DELİLLERİN DEĞERLENDİRMESİ VE HUKUKİ NİTELENDİRME:
Dava; ticari mal satım ilişkisine dayalı alacak davasıdır.
Davacı, ticari ilişki nedeniyle davala tarafından verilen “Keşideci-borçlusu …Şti. olan, … Bankası A.Ş. …Şubesi tarafından, …. numaralı hesaptan düzenlenen, … çek numaralı, 31.01.2019 keşide tarihli, 13.100,00 USD bedelli çek” nedeniyle … 6. İcra Müdürlüğünün… sayılı dosyası ile 08/05/2019 tarihinde, davalı aleyhine, dava konusu çeke dayanarak, 11.100,00.-USD asıl alacak, 575,22.-USD işlemiş faiz, 1.310,00.-USD Karşılıksız Çek Tazminatı olmak üzere toplam 11.985,22.-USD üzerinden kambiyo senetlerine (çek, poliçe ve emre muharrer senet) özgü haciz yolu ile icra takibi başlatmıştır. Borçlu/davalıya gönderilen ödeme emri (…) 19/05/2019 tarihinde tebliğ edilmiştir. Davalı borçlu 15/05/2019 tarihinde çekteki imzaya itiraz ederek … 18. İcra Hukuk Mahkemesinde dava açmış, mahkeme 12/06/2021 tarih ve … E. … K.sayılı kararı ile çekteki imzanın borçluya ait olmadığını kabul ederek takibi durdurarak alacaklıyı icra inkar tazminatı ile para cezasına mahkum etmiştir. Karar istinaf edilmeksizin kesinleşmiştir. Davacı da 27/10/2021 tarihinde huzurdaki alacak davasını açmıştır.

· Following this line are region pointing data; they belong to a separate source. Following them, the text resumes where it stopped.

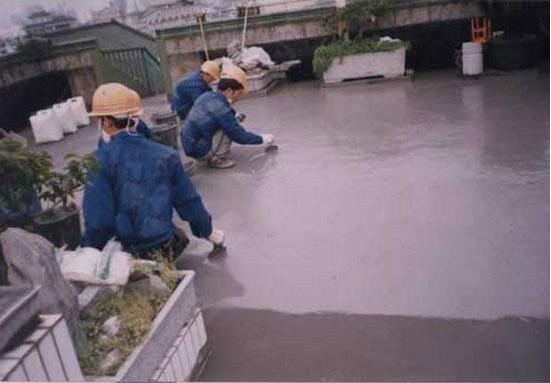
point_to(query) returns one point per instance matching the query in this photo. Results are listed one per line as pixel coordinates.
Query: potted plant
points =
(159, 327)
(351, 56)
(512, 47)
(60, 221)
(22, 173)
(361, 58)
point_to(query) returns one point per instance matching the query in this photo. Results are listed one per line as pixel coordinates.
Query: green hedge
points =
(324, 55)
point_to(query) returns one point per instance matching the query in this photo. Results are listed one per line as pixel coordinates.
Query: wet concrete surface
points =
(395, 228)
(385, 240)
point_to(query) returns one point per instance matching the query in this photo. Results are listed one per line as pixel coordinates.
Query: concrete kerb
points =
(175, 314)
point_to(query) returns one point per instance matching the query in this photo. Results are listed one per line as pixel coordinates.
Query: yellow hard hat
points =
(114, 99)
(234, 72)
(211, 68)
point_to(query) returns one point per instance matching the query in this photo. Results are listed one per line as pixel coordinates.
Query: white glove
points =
(217, 237)
(268, 139)
(240, 117)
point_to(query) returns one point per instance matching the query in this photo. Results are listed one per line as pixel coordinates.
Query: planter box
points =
(45, 355)
(390, 64)
(177, 313)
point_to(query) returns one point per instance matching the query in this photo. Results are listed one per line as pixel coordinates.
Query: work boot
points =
(220, 163)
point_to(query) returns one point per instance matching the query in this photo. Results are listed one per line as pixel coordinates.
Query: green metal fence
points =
(142, 69)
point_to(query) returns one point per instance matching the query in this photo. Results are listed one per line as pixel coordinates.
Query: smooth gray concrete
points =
(395, 227)
(401, 232)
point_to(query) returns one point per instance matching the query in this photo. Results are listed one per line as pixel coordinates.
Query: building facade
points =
(43, 22)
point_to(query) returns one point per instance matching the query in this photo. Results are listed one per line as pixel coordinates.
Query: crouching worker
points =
(138, 185)
(192, 86)
(211, 125)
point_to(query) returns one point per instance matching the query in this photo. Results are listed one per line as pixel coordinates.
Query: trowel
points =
(218, 251)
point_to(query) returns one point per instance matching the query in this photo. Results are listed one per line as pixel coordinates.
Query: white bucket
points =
(473, 62)
(66, 117)
(79, 110)
(46, 126)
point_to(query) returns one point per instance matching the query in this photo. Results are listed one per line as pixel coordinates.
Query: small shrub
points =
(324, 55)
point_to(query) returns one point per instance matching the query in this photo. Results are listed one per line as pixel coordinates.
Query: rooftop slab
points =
(396, 219)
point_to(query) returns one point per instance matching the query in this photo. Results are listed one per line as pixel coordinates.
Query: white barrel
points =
(78, 107)
(66, 118)
(46, 126)
(473, 62)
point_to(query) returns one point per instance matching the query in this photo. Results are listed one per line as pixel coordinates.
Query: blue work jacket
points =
(210, 113)
(186, 92)
(134, 193)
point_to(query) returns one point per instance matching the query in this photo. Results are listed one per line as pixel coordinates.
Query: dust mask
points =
(104, 136)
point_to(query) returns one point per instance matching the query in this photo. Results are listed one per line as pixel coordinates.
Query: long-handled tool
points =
(245, 26)
(200, 16)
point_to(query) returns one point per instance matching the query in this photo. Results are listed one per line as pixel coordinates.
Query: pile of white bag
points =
(108, 267)
(63, 118)
(250, 58)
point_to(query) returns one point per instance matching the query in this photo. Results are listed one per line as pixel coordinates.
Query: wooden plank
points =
(184, 360)
(50, 356)
(18, 375)
(6, 367)
(67, 352)
(34, 367)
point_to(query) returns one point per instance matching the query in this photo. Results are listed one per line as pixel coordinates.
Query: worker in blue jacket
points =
(192, 86)
(136, 124)
(211, 125)
(139, 183)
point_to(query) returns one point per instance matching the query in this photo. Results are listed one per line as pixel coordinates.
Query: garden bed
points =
(360, 59)
(147, 327)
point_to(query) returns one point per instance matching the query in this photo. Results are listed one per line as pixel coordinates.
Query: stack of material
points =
(79, 111)
(65, 117)
(50, 124)
(46, 126)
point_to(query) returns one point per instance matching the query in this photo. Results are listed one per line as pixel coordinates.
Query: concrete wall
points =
(83, 83)
(18, 71)
(181, 48)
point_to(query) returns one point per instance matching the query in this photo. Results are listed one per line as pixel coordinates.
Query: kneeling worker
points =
(211, 125)
(138, 185)
(192, 86)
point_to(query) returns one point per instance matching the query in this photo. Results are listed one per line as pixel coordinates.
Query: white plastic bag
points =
(108, 267)
(79, 110)
(46, 126)
(65, 116)
(255, 57)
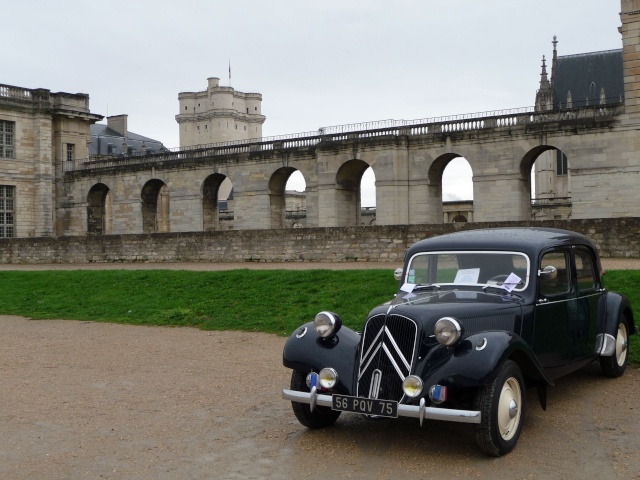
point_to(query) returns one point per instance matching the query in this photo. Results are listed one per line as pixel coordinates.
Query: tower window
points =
(7, 211)
(71, 152)
(561, 163)
(7, 139)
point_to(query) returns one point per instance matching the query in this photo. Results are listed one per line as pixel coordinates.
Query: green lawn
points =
(273, 301)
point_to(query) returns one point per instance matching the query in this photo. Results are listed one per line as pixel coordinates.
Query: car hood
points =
(476, 310)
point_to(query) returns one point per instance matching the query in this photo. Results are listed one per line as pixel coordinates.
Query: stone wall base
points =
(615, 237)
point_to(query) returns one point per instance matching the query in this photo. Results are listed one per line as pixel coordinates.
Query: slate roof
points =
(102, 137)
(584, 75)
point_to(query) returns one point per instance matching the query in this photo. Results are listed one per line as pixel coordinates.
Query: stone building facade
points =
(55, 188)
(39, 131)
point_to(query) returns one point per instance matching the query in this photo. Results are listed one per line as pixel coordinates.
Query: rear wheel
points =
(501, 404)
(615, 365)
(321, 416)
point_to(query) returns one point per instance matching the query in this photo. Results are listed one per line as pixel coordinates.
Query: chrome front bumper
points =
(421, 411)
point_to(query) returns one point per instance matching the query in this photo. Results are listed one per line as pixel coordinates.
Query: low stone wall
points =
(615, 237)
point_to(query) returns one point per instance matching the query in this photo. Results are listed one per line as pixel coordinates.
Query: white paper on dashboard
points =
(408, 287)
(511, 282)
(467, 275)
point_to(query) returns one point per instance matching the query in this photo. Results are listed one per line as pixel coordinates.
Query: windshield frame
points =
(520, 288)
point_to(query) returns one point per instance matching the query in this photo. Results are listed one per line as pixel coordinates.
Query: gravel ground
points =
(92, 400)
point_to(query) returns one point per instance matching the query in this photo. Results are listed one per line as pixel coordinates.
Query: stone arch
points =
(278, 196)
(155, 207)
(546, 174)
(214, 188)
(99, 210)
(348, 194)
(436, 171)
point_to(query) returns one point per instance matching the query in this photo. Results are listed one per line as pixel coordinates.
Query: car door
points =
(555, 311)
(590, 298)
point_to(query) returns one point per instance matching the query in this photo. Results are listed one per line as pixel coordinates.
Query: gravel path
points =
(90, 400)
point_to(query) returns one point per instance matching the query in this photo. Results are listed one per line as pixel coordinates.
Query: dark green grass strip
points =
(272, 301)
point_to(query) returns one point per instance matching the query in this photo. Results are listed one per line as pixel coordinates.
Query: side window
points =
(562, 282)
(585, 269)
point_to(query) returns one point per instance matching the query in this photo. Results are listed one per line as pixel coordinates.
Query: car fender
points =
(305, 351)
(475, 361)
(614, 305)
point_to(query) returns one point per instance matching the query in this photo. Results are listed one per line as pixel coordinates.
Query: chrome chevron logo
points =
(390, 348)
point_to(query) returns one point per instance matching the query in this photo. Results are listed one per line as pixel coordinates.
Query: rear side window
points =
(562, 282)
(585, 269)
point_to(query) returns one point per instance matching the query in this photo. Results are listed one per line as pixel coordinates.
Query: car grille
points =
(386, 357)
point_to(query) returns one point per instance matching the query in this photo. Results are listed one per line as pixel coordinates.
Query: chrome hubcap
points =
(513, 409)
(508, 408)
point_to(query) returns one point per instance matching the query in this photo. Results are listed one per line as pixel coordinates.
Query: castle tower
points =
(219, 114)
(630, 30)
(544, 96)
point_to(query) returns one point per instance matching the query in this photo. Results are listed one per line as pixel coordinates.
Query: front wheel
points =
(321, 416)
(615, 365)
(501, 404)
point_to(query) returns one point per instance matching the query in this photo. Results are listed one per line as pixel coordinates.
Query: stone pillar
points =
(630, 30)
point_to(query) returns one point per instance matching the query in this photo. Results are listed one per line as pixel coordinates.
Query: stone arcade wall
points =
(615, 237)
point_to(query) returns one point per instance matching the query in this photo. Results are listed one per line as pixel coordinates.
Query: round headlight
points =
(328, 377)
(412, 386)
(448, 331)
(327, 324)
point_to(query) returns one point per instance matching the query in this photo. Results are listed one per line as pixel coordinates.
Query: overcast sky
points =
(316, 64)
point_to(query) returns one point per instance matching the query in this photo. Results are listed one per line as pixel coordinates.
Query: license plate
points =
(365, 406)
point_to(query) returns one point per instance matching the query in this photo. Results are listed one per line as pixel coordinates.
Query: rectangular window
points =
(585, 269)
(7, 139)
(71, 152)
(561, 163)
(7, 211)
(557, 280)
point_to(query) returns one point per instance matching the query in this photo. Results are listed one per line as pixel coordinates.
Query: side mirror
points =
(548, 273)
(397, 274)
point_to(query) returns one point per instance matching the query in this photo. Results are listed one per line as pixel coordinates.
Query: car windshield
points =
(478, 268)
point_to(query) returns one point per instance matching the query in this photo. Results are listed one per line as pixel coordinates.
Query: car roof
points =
(523, 239)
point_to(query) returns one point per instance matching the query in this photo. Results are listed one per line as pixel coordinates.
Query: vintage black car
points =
(480, 315)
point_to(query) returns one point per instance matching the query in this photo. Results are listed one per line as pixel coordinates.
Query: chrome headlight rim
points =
(328, 378)
(448, 331)
(412, 386)
(327, 324)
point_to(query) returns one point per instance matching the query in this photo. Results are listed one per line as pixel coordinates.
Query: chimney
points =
(118, 123)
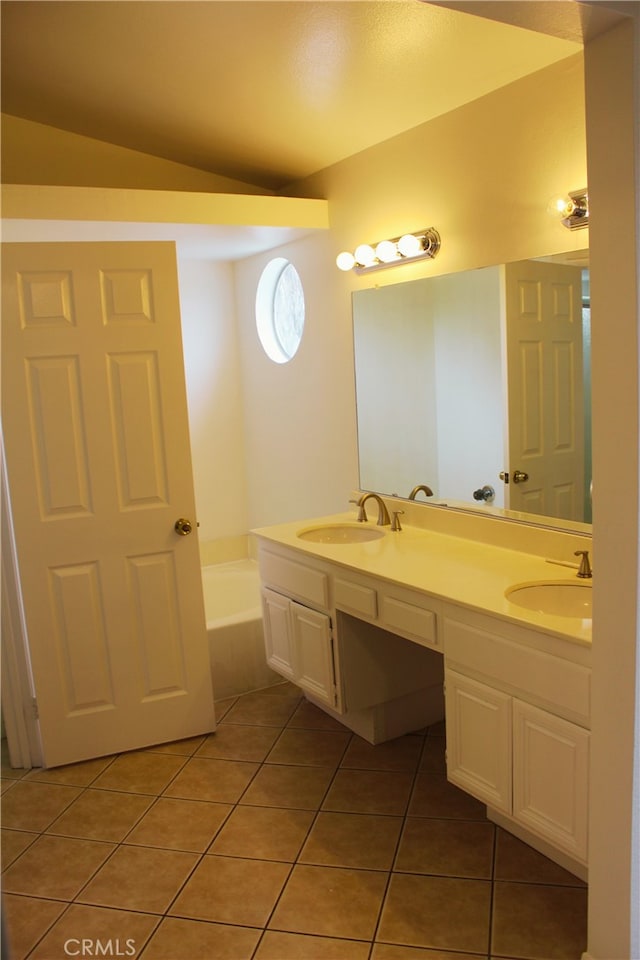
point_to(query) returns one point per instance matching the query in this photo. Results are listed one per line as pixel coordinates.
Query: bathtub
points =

Tarafların üzerinde anlaştıkları bir husus bulunmamaktadır.
Çözümlenmesi gereken sorun, taraflar arasında bir ticari ilişkinin bulunup bulunmadığı, var ise davacının alacağının bulunup bulunmadığı noktasında toplanmaktadır.
Tarafların iddia ve savunmaları, dosyaya sundukları deliller, icra dosyası ile tüm dosya kapsamı ile beraber alınan bilirkişi raporları ve yapılan yargılama sonunda;
Tarafların defter kayıt ve belgeleri üzerinde mali müşavir bir bilirkişiye inceleme yaptırılmıştır.
Tarafların ibraz ettiği defter ve belgeler incelendiğinde, 2018-2021 yılı ticari defterlerinin TTK.nun 64/3.maddesi gereğince açılış/kapanış tasdiklerinin yapıldığı, defterlerin usulüne uygun olarak tutulduğu bilirkişi tarafından tespit edilmiş, bu nedenle defterlerin sahibi lehine delil oluşturma vasfına sahip olduğu kabul edilmiştir.
Taraflar arasında düzenlenmiş faturaların her iki tarafın da defterlerinde kayıtlı olduğu, bu yönüyle birbirlerini doğruladığı, sadece ödemelere ilişkin kayıtların birbirini doğrulamadığı bilirkişi tarafından tespit edilmiştir. Buna göre taraflar arasında ticari ilişkinin bulunduğu sabittir.
Dava konusu çek davalı defterlerinde kayıtlıdır ve ödeme olarak muhasebeleştirilmiştir.
Çekler davacı tarafından defterlerine 01/07/2021 tarihinde yapılmıştır. Tarafların defterlerindeki ödemelere ilişkin farklılığın da buradan kaynaklandığı belirtilmiştir.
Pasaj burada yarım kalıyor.